Friday, November 11, 2011

Just When You Think...

everything is going great, you get reminded of the sadness that lurks in the back of your mind.  Boo!  I had a really great week!  I've done something different every night this week, probably over did it actually.  I went to my students' volleyball games, one of my student's dad's election party, parent conferences for two days, football game for my school, and lots of dinners out.  I have been feeling back to normal physically and have just been having a good week.
     Well...tonight I found out my cousin's wife is due the same time I was in May.  I knew she was pregnant (not how far along she was) and I had a gut feeling that she was due around the same time as me.  I'm happy for her and my cousin, but just know this will be a reminder for me about where I should have been in my pregnancy.  Even worse, when the baby is born, I will know I should have had a baby at that time too.  Selfish?  Yeah, I know how it sounds.  But the whole point of this blog was to write how I'm feeling, so there it is.  It makes me ask the questions, "Why me?  Why couldn't I be like her and have a healthy pregnancy?"

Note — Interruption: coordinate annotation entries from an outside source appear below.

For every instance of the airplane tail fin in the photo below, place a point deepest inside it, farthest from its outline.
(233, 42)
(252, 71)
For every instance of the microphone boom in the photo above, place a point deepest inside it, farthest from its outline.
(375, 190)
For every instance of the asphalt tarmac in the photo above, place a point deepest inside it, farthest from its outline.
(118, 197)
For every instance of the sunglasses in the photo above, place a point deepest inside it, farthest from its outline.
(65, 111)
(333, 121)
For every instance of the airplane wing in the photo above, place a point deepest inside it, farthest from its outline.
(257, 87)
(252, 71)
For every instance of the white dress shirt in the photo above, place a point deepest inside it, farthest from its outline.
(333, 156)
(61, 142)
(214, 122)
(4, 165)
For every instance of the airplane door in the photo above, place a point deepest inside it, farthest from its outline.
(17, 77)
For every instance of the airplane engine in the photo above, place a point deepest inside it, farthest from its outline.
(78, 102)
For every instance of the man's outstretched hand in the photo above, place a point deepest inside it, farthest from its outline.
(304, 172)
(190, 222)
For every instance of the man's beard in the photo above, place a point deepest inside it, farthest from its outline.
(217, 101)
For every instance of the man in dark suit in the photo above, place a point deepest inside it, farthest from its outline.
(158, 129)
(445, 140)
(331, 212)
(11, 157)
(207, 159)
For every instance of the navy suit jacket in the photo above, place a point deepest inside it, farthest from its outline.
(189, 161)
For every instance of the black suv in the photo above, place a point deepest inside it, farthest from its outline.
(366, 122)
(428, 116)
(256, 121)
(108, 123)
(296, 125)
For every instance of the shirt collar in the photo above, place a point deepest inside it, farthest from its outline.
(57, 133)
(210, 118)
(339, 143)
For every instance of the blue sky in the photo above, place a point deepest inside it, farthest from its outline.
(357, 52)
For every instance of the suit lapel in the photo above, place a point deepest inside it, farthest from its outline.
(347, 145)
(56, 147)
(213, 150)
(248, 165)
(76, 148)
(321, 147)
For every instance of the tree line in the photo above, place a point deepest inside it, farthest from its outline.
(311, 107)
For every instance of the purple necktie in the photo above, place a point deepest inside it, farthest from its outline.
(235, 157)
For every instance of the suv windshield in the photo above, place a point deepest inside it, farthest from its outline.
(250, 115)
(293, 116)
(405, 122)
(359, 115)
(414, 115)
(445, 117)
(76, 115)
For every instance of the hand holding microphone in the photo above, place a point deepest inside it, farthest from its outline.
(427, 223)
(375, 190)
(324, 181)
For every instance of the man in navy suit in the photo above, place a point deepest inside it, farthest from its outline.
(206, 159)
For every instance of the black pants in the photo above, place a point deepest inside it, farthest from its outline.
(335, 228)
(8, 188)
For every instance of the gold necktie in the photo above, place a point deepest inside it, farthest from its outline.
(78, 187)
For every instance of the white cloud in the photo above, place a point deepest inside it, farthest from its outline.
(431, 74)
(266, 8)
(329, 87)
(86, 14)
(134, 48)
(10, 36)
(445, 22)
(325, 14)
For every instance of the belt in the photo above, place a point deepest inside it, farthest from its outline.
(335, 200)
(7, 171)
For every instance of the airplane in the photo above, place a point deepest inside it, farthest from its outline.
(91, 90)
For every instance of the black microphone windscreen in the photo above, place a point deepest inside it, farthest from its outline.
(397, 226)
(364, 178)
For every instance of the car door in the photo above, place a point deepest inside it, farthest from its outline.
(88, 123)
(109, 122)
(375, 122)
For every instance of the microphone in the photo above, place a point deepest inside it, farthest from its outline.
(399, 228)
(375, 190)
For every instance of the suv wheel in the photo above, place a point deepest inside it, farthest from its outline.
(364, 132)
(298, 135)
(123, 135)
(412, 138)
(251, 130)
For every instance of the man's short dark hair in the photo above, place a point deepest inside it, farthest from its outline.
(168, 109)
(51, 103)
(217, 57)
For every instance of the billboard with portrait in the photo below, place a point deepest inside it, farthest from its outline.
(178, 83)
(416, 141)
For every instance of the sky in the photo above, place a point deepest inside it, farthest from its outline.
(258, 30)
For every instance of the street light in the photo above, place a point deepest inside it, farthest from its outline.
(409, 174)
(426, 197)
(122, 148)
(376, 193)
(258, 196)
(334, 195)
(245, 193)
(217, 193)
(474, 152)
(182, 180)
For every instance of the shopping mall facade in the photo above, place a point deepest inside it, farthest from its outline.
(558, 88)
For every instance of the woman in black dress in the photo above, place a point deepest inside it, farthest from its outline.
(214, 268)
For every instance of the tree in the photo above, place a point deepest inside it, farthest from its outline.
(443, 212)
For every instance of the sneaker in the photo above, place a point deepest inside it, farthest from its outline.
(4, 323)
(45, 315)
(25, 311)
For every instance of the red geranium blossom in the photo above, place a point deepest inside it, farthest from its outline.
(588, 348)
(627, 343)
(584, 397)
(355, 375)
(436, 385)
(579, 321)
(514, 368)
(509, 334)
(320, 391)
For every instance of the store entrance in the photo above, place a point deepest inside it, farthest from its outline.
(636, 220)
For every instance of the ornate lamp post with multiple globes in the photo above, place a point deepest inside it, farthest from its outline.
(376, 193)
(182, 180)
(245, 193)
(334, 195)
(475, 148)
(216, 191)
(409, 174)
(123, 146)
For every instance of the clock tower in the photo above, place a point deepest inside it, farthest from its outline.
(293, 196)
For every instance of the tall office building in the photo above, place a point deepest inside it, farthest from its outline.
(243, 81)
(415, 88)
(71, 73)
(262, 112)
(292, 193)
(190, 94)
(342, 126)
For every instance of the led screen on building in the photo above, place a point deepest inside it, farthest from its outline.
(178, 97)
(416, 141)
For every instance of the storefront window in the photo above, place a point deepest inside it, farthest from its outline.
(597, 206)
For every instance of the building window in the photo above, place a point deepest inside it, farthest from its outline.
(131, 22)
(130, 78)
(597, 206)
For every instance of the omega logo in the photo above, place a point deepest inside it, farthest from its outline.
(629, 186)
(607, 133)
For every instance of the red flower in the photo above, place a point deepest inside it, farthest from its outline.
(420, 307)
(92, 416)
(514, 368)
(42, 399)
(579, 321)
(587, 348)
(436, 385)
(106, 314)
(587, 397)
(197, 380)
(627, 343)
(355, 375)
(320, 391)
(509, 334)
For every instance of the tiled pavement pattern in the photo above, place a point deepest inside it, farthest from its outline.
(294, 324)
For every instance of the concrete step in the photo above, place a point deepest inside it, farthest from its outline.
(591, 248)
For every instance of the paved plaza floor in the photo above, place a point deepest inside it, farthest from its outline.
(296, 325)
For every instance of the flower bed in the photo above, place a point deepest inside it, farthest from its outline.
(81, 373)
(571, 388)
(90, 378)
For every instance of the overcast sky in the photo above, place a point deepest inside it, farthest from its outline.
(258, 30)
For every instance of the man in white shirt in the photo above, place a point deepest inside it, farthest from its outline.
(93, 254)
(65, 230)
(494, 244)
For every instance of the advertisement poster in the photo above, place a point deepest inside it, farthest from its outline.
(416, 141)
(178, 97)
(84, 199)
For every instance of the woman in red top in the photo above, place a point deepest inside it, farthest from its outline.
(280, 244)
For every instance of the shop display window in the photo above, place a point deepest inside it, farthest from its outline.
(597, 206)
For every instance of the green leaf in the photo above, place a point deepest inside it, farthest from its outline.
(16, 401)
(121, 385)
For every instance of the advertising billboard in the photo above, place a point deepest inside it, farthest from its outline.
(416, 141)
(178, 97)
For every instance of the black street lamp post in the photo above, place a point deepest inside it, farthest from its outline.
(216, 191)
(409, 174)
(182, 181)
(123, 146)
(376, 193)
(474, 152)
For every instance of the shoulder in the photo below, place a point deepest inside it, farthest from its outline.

     I also had my follow up D&C appointment this morning.  I was put in the same room as when I met with my doctor for the first time about my m/c.  I never imagined how hard it would be, sitting in the room all alone.  The nurse practitioner was a joke, and it was a pointless visit.  She let me know the baby was a "product of conception".  Yes I knew that.  I saw its heartbeat and arm/leg buds.  I saw its little body and head.  Everyone seems to forget I was carrying a baby and I saw it.  It was real to me.
     Tomorrow night was the night we were going to tell my husband's family.  I had a b-day party planned and we were going to put an ultrasound picture on the cake.  We had even bought adorable t-shirts to wear.  Well, I had to cancel it because I knew I couldn't handle it and I don't even like celebrating my b-day.  I just thought that would have been the perfect surprise for them.  It sucks that I can't be having that party tomorrow.  It sucks that I can't share the great news with them.
     I know there is no easy road to recovery.  It's a process.  These were just little bumps that I will hop over and I will continue to move on with my life.